その建物の中で、居住者には全員一人につき1部屋が与えられている。
 
部屋は3つあり、1つは寝室、1つはワークルーム兼リビングダイニング、1つはトレーニングルームだ。
 
「人は、一生この部屋を出ることがない。」
 
仕事は全部、仮想空間の中で行う。画面の中にオフィスがあり、自分のアバターが働くのだ。農業や、工場で行う製造業は、仮想空間でアバターが、農場や工場にいるロボットを遠隔操作して行う。
 
人は、一生素顔をお互いに見せない。すべては、感染リスクを最小限に抑えるためだった。
 
人は、人工授精で生まれ、AI HANDANの管理の下で子育てロボットにより生育される。7歳からは、このような部屋に一人で入居し、生活のすべてを一人に1体供給されているヘルスメーターにゆだねることとなる。ヘルスメーターは、4輪駆動の人型ロボットで、一緒に生活する人の健康管理から食事の手配、時間、労務管理までを行う。
 
ヘルスメーターと、1つの部屋で一生を過ごす。
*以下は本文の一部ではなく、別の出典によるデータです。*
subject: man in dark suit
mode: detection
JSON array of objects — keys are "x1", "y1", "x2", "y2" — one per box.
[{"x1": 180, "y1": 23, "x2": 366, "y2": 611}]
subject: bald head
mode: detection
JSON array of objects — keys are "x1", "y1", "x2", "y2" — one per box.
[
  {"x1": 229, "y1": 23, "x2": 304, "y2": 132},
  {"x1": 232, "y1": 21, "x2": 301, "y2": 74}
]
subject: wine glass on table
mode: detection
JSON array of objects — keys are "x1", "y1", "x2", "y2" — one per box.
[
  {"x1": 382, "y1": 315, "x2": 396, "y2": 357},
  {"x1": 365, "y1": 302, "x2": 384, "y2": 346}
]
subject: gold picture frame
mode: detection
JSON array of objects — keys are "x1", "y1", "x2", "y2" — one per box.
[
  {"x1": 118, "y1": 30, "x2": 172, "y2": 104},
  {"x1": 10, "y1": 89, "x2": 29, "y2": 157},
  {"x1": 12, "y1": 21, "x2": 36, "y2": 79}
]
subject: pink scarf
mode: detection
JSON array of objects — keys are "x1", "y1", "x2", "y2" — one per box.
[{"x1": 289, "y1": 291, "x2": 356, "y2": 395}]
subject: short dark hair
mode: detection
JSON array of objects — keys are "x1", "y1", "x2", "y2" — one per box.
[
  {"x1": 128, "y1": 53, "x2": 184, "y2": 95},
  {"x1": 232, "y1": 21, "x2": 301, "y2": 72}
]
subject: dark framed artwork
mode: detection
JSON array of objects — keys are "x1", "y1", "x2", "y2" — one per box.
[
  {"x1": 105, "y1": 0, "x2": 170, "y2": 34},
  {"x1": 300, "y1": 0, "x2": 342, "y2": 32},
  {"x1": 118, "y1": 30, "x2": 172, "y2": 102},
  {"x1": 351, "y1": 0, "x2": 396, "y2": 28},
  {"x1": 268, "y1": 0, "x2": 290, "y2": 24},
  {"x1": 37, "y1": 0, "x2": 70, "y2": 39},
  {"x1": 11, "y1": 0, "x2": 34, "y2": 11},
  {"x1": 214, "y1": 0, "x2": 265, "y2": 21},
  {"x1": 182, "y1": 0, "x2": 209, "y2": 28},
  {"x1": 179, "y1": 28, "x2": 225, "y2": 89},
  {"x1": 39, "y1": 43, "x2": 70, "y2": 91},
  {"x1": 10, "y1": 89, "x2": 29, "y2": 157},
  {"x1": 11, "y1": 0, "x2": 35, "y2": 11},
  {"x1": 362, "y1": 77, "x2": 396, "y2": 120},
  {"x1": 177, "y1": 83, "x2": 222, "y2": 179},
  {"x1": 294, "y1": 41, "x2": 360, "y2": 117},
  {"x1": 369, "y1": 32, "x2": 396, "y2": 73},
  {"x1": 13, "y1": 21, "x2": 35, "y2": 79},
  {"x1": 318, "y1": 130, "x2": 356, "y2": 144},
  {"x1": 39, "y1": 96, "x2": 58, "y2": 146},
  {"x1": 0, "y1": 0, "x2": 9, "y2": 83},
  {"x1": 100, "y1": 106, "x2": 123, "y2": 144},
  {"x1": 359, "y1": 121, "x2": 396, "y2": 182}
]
それが決まりだ。この段階で人はHANDANに制御されているとは思っていない。HANDANは間違わないと強く信じているし、HANDANのお陰で生き永らえているとさえ思っている。それぐらい、前のウィルスによる世界壊滅的な被害を人類は忘れず、その恐怖に対する唯一の解決方法がHANDANに従う事だと、信じて疑わないからである。
 
全部を一気に動画で見た。情報量が多すぎて、全くついていけなかった。
 
「こういう事なの、分かった?」
「まあ… という事は、君の今の顔も本当の顔じゃないの?」
「そうよ。本当の姿を見せること自体、感染予防の観点から厳しく制限されているの」
「じゃあ君の名前は?名前ぐらい本名を聞いてもいいだろう?」
「本名なんてないわ。HANDANが人間を統括するようになって、シリアルナンバーだけになったの。アルファベットと数字の組み合わせで13桁の。でも、それじゃアバター同士が呼びにくいから、人間同士はニックネームで呼び合っているわ」
「君のニックネームは?僕はサカキ」
「カザンよ」
「カザン?火山の事?」
「そう、Kから始まる日本らしい名前がいいなって思って付けたの」
「はあ?」
よく分からんセンスだ…
「日本人だよね?」
「遺伝子情報的には、両親とも日本人らしいから」
「何しに、2020年に来たの?そもそもどうやって来たの?」
「質問は、1回につき1つだけ。AI的には無駄な会話になりがちだから。いい?」
「…」
「1つ目、インターネットで時代を遡るのが趣味なの。SNSとか、ワワワみたいなチャット機能付きのゲームとか、スマートスピーカーとか、なんにでも侵入できるわ。あなたたちも知らない人たちとインターネット上で会話したり、画像を共有したりしているでしょう?あれはリアルタイムの人たちだけが参加しているわけではないわ。私たちも参加しているの。ばれないようにしてね」
「…」そんな事あるんだ?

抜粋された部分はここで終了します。